Bu zamanda Yusuf olabilmek çok zor!.. Züleyhalar köşe başlarını tutmuş kol geziyor. İnternette sinsice dolaşıyorlar avlarının peşinde… Karşı cins için de aynı tehlike söz konusu… Ne zaman bir av yakalasa, ne aile bırakır, ne huzur, ne ibadet, ne ahlâk ve ne de hizmet aşkı!.. İşi gücü nefis ve hevasını tatmin etmek… Bu yüzden nice aileler yıkıldı, ocaklar söndü, huzur ve sükûn berhevâ olup gitti. Ve malesef bu kasırgaya müslüman ailelerden tutulan çok oldu.

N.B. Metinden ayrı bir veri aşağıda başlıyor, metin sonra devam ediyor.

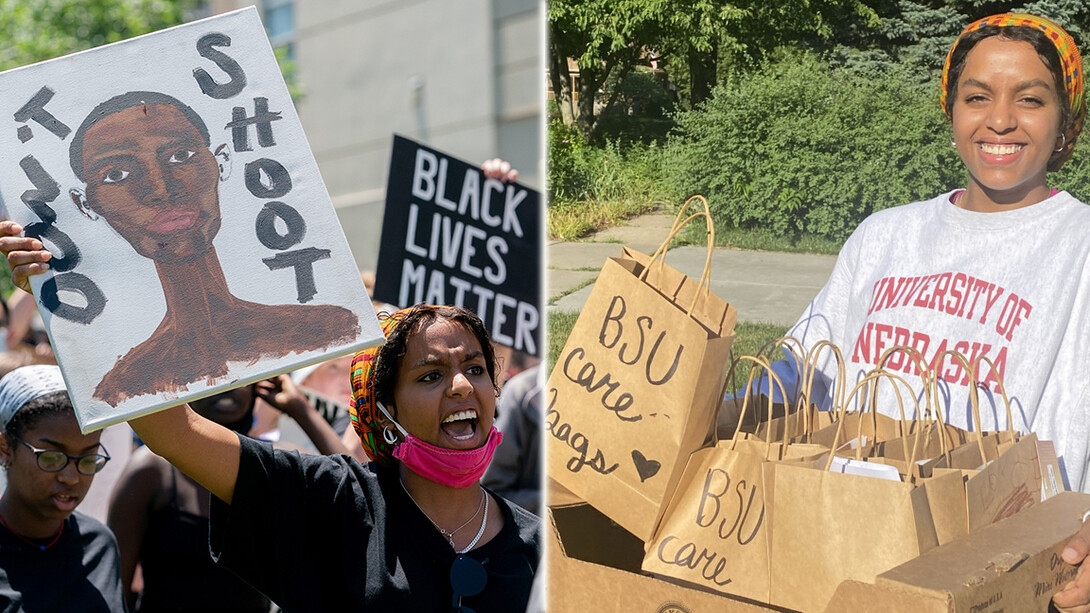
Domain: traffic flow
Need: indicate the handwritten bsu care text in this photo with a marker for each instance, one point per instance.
(638, 343)
(265, 178)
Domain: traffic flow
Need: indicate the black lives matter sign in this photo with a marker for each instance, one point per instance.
(452, 237)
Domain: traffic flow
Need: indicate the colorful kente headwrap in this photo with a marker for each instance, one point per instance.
(1070, 64)
(362, 409)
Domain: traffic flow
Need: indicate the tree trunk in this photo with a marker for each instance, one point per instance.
(560, 79)
(702, 73)
(590, 80)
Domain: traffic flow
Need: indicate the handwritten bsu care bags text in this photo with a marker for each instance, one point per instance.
(636, 388)
(715, 529)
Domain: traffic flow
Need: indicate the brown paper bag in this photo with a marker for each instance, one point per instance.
(637, 385)
(714, 531)
(830, 527)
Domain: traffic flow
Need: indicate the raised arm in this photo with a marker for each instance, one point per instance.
(25, 255)
(200, 447)
(131, 506)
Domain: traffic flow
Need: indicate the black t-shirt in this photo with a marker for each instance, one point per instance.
(80, 573)
(328, 533)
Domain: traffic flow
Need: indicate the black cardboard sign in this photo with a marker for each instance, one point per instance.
(452, 237)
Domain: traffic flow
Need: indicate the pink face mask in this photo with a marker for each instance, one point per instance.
(453, 468)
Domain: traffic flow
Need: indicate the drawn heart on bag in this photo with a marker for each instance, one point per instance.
(644, 467)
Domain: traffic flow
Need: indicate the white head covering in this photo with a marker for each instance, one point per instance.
(24, 384)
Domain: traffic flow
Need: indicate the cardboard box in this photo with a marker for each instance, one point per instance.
(593, 564)
(1012, 565)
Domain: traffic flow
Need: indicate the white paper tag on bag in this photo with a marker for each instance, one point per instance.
(863, 468)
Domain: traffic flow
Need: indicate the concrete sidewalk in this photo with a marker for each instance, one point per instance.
(763, 286)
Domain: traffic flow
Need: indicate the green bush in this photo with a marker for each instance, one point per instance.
(641, 112)
(801, 147)
(568, 177)
(580, 172)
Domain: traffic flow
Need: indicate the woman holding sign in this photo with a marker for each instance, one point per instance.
(964, 271)
(412, 530)
(51, 559)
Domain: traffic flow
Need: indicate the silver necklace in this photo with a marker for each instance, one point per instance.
(450, 536)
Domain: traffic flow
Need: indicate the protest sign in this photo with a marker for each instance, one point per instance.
(452, 237)
(194, 244)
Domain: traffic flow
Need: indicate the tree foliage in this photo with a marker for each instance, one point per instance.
(39, 29)
(801, 146)
(607, 38)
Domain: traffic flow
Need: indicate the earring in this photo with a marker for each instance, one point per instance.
(81, 203)
(222, 154)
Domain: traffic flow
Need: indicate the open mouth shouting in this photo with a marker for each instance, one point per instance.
(1000, 149)
(461, 425)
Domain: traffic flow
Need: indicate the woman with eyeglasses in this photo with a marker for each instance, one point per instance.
(413, 529)
(51, 557)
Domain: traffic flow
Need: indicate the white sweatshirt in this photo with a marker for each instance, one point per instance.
(1013, 286)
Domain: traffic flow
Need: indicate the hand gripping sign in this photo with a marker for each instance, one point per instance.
(194, 244)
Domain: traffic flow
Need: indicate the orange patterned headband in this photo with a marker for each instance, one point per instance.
(1069, 59)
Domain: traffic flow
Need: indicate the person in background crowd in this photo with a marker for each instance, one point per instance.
(515, 471)
(51, 556)
(413, 530)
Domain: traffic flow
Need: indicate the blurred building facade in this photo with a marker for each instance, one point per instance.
(461, 76)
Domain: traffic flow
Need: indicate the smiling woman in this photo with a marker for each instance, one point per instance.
(150, 173)
(413, 530)
(997, 269)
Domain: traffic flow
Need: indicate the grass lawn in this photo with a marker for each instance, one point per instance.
(573, 220)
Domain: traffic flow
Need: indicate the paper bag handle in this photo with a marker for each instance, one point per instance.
(759, 362)
(704, 287)
(921, 368)
(794, 349)
(872, 379)
(973, 395)
(811, 369)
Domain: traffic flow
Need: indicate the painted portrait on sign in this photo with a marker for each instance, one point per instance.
(152, 172)
(194, 244)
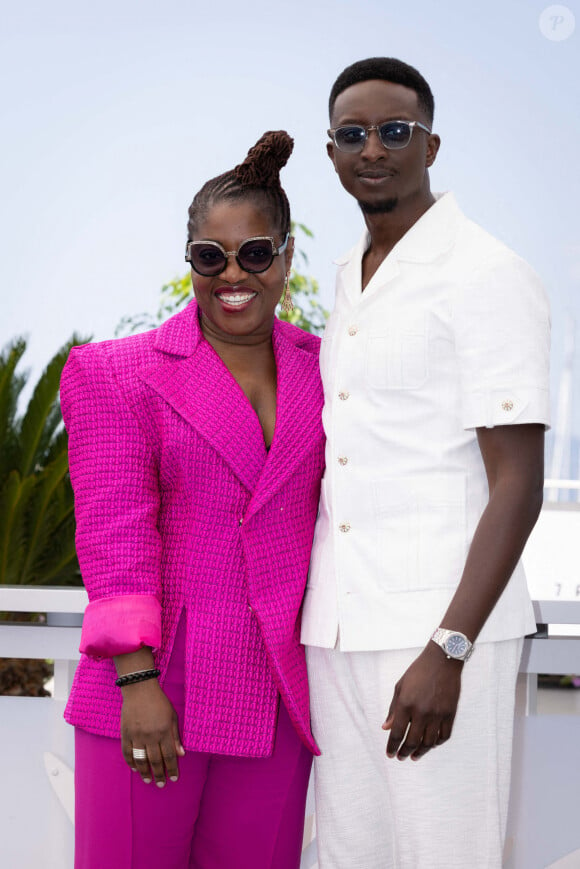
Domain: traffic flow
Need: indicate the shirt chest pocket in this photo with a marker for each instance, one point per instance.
(397, 356)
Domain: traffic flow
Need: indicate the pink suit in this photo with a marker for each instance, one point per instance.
(180, 509)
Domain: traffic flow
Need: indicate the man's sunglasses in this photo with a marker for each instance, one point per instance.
(394, 135)
(254, 255)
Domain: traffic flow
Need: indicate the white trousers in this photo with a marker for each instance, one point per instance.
(447, 809)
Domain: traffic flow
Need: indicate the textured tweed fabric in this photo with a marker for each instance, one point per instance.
(177, 500)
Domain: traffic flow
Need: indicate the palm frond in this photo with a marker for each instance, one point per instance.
(42, 415)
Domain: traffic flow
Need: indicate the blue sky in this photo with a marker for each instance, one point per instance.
(113, 114)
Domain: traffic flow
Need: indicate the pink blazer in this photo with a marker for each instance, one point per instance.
(180, 509)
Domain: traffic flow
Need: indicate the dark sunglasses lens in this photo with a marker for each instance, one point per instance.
(395, 134)
(350, 138)
(207, 259)
(256, 255)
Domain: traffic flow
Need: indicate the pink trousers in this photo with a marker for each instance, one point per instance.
(222, 813)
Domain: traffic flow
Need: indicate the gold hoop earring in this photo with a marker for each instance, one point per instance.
(287, 305)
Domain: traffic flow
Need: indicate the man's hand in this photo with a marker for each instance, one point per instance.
(149, 721)
(424, 705)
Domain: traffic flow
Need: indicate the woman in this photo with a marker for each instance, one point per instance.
(196, 452)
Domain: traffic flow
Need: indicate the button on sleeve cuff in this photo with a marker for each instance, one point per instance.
(488, 408)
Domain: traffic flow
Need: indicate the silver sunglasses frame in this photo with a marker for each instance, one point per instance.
(412, 124)
(276, 251)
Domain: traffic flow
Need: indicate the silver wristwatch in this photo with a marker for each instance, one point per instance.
(454, 644)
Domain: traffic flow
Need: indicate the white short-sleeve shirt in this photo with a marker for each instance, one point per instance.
(451, 334)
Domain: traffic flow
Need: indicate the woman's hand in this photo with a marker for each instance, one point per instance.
(424, 704)
(149, 721)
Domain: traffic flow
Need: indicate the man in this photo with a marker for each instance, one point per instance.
(435, 370)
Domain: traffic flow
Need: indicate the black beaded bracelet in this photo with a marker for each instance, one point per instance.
(138, 676)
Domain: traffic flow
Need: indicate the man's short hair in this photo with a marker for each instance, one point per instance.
(386, 69)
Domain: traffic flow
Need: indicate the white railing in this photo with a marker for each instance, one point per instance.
(37, 757)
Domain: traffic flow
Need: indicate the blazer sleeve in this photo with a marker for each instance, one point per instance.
(114, 475)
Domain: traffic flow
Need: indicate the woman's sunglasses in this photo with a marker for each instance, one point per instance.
(394, 135)
(254, 255)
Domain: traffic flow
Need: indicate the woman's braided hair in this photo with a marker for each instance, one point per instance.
(257, 178)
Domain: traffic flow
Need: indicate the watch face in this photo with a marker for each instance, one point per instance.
(456, 646)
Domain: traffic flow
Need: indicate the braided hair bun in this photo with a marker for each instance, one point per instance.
(261, 168)
(257, 178)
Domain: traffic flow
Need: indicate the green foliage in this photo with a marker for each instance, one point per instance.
(308, 313)
(36, 500)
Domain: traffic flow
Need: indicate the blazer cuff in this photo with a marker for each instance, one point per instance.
(117, 625)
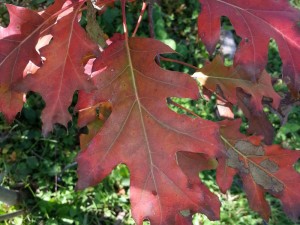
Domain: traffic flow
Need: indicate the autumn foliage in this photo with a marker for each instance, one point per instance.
(123, 100)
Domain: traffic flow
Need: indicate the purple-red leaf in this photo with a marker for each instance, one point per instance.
(262, 169)
(17, 48)
(143, 133)
(256, 22)
(63, 71)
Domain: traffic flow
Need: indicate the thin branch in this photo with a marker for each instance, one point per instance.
(11, 215)
(8, 196)
(179, 62)
(124, 19)
(150, 19)
(144, 6)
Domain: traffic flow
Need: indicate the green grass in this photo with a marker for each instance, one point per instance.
(43, 170)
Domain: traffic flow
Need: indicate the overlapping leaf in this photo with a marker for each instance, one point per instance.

Nice müslüman hanımların  iffet, haya, iman ve ahlâkı bu kirli ve delaletli yolda yara aldı.  Eşinden, ailesinden, çevresinden ve sevdiklerinden oldu. Öyle bir kasırga ki, bazen facelerde vurdu, bazen mesengerde vs. sosyal medyada hep nefis, hevâ ve Şeytanın zebunu yapıp çıktı. Yerinde ve maksadına uygun kullanılmadığı zamanlarda, öylesine yolunu kaybettirdi ki, gece yarılarına kadar bu mayınlı tarlada gezdirip Şeytana maskara yaptırdı. Uykusuz gecelerin ardından sabah namazının geçirilmesi, iş yerinde yorgun, kızarmış gözler ve bitkin bir performans ve üzerinde kalan günah yükü! Bu fâni hayatta, bâkî hayatı kazanmak varken; boş, mâlâya’nî, günahtan başka sermaye üretmeyen fuzûlî işlerle iştiğal etmek hiç mü’mine yakışır mı? Tüm bunlar, iki rekat Teheccüd namazının lezzetine, kazandırdığı huzura denk gelebilir mi?

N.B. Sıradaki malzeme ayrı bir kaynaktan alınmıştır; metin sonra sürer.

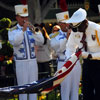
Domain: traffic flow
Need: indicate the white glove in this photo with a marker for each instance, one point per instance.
(85, 54)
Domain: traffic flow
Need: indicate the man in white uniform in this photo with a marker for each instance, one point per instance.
(23, 40)
(86, 35)
(70, 85)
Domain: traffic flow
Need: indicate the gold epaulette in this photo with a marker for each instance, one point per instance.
(13, 28)
(55, 34)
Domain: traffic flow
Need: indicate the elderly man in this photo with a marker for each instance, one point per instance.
(24, 38)
(86, 34)
(70, 85)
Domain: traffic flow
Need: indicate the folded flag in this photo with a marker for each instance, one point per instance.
(44, 85)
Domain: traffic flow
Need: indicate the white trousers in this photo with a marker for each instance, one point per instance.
(70, 85)
(26, 72)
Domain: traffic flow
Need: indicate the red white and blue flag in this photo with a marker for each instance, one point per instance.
(44, 85)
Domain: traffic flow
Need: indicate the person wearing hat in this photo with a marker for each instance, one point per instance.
(23, 37)
(86, 35)
(70, 85)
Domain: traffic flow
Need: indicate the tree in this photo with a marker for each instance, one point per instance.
(38, 9)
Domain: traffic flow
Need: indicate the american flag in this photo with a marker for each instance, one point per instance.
(45, 85)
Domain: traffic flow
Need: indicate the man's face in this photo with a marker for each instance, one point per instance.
(64, 26)
(21, 20)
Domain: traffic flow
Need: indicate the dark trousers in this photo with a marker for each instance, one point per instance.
(44, 69)
(91, 80)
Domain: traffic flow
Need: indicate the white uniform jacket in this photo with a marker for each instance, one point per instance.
(92, 39)
(58, 43)
(24, 42)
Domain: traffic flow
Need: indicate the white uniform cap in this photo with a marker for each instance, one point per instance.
(21, 10)
(99, 8)
(77, 16)
(62, 16)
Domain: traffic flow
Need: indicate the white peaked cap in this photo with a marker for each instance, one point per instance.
(21, 10)
(62, 16)
(78, 16)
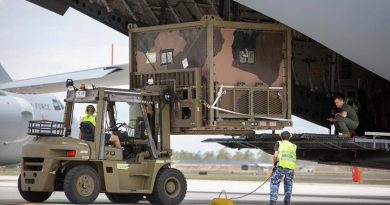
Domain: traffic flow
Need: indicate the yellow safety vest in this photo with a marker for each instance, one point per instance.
(287, 155)
(90, 118)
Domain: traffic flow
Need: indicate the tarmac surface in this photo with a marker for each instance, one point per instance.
(203, 191)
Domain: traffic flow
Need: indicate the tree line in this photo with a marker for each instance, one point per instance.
(223, 154)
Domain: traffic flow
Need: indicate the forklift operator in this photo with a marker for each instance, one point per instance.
(91, 118)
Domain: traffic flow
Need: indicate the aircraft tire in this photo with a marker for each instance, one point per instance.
(82, 185)
(32, 196)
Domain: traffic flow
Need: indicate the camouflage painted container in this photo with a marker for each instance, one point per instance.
(229, 77)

Çoğumuz, işimiz gereği teknolojiyi  kullanmak durumundayız. Onu kontrolümüzde tutup esiri olmamak en akıllı yoldur. Mesleğimiz gereği (e-okul, K12, not/ödev kayıtları hariç) günlük 30 dakika, bazen en fazla bir saati geçmez buralarda kalışımız.

Senin imtihanın hangisi?

Herkes bir imtihan süreci yaşar bu dünyada.

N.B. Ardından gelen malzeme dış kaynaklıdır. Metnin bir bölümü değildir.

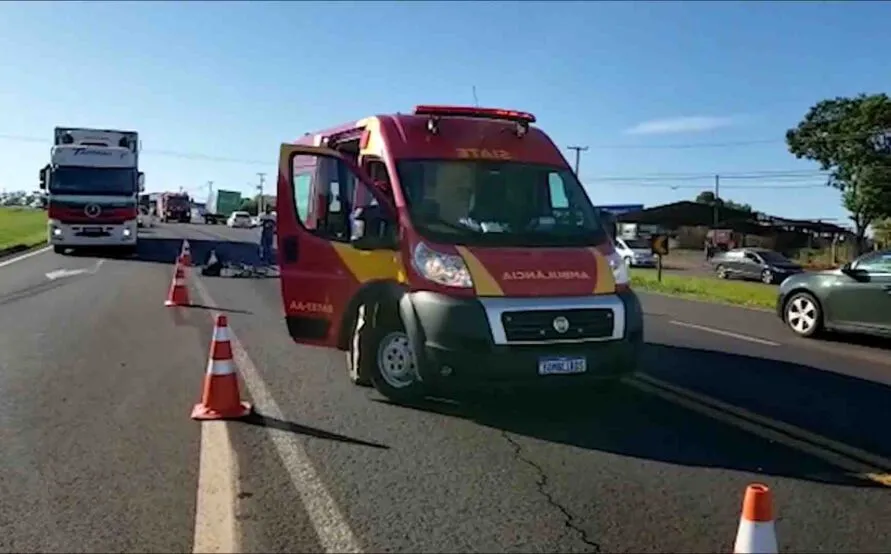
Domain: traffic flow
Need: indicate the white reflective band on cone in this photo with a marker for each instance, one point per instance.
(755, 537)
(220, 367)
(221, 334)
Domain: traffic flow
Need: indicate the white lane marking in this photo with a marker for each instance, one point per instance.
(215, 525)
(724, 333)
(11, 261)
(61, 273)
(331, 526)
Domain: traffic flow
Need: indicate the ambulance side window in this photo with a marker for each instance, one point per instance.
(302, 191)
(559, 201)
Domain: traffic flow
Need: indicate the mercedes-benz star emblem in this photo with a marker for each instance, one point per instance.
(561, 324)
(93, 210)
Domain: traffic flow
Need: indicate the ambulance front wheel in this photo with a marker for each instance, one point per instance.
(393, 366)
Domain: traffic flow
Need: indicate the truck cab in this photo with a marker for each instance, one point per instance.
(92, 182)
(451, 248)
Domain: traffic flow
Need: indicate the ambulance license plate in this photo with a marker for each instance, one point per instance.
(562, 365)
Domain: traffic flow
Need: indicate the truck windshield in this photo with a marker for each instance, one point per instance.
(93, 180)
(178, 202)
(486, 203)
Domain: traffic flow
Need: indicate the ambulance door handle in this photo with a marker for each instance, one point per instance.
(290, 249)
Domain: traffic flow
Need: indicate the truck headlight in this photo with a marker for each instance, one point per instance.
(444, 269)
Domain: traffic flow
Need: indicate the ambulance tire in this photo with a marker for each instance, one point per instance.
(358, 375)
(387, 358)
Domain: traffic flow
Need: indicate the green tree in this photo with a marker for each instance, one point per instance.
(849, 138)
(708, 197)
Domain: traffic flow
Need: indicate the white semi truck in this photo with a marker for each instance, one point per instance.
(93, 184)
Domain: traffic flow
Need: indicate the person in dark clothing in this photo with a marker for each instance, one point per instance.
(267, 232)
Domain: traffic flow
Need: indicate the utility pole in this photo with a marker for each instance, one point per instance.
(578, 155)
(262, 177)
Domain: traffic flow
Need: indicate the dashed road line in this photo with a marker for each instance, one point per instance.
(724, 333)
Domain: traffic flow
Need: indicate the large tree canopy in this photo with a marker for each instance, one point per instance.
(851, 139)
(708, 197)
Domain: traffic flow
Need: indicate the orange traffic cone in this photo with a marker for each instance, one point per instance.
(179, 292)
(221, 398)
(186, 254)
(756, 534)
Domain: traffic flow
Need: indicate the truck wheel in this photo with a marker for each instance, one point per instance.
(388, 358)
(357, 373)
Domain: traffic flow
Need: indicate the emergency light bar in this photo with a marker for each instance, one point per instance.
(467, 111)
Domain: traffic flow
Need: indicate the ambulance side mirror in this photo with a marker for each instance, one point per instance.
(43, 176)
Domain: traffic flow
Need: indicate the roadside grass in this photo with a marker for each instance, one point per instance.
(25, 226)
(739, 293)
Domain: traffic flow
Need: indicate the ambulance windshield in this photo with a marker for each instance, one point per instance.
(478, 202)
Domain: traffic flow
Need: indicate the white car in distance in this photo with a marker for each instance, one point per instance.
(239, 219)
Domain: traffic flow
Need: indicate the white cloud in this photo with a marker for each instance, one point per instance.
(675, 125)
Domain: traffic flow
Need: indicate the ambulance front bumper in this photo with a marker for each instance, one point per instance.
(516, 341)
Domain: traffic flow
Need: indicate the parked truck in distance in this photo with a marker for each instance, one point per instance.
(220, 206)
(175, 206)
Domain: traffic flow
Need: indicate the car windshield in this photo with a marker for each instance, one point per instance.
(637, 243)
(92, 180)
(771, 257)
(490, 203)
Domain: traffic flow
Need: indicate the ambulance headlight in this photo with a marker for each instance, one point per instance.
(445, 269)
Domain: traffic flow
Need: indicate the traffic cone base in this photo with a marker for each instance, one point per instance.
(179, 292)
(186, 254)
(756, 533)
(221, 398)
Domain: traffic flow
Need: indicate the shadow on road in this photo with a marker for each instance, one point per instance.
(844, 408)
(629, 422)
(260, 420)
(858, 340)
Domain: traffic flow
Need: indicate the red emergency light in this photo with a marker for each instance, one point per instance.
(469, 111)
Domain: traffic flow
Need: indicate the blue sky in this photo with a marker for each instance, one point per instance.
(641, 83)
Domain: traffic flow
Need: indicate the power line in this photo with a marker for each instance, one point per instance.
(578, 155)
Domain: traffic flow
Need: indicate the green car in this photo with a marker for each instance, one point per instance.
(854, 298)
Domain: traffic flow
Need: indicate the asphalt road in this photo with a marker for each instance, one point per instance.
(97, 380)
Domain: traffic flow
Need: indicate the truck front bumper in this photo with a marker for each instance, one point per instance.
(462, 343)
(98, 234)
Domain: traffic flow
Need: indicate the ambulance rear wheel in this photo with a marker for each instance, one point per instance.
(390, 360)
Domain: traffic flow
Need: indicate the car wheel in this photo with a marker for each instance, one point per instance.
(803, 314)
(354, 351)
(387, 357)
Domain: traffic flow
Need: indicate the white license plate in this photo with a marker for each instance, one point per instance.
(561, 365)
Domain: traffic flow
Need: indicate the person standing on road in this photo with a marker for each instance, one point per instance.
(267, 232)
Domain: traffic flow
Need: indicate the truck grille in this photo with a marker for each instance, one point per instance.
(538, 325)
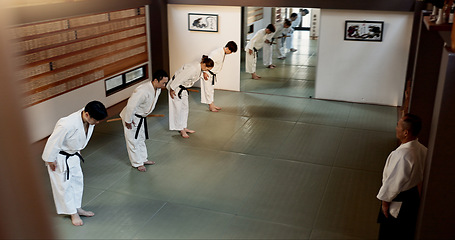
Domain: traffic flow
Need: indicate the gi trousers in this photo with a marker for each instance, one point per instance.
(67, 192)
(137, 150)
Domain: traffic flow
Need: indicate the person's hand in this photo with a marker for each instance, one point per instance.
(385, 208)
(52, 165)
(129, 125)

Her zaman stabil bir hayat mümkün değil. Engeller, engellemeler, tağyirler, tebeddülatlar/değişimler/tahviller/değişiklikler/tecelliler v.s…

Kimi eş, kimi aş, kimi maaşla denenir. Kimi evlat, kimi salât, kimisi tâat, kimi mahâret, kimi tahâret, kimisi de ikametle tecrübe edilir.

Kimisi mal, kimi servet, şöhret, güzellik, şân ve şerefle imtihan edilir.

Kimi ilim, kimi filimle, kimi zevk, kimi elemle, kimi belâ, hayat-ı a’lâ ile sınava tâbi tutulur.

Mü’minlerin imtihanı daha  bir başka…

Allah Teâlâ, rubûbiyyet (her şeyi yavaş yavaş kemâline kavuşturmak) sıfatıyla bizleri iki şekilde imtihana tâbi tutar:

Biri: lütuf ile,

Diğeri: kahr ile.

Bir başka deyişle; biri cemâl, diğeri celâl iledir. Sadece lütuf ve  cemâl ile terbiye olmayı düşünmek, imtihan sırrına aykırıdır. Cenâb-ı Hak, imân ehline önce kahrın tecellileriyle muâmele eder, daha sonra lütfun tecellileriyle onların yaralarını sarar ve yardımına koşar. İmân ehli üzerinde âdetullah (kevnî kanunlar, sünnetullah) çoğunlukla bu şekilde tecelli eder. Resûl-i Ekrem (a.s.m) ve Hz. İbrâhîm (a.s)’ın hayatı buna en güzel örnektir.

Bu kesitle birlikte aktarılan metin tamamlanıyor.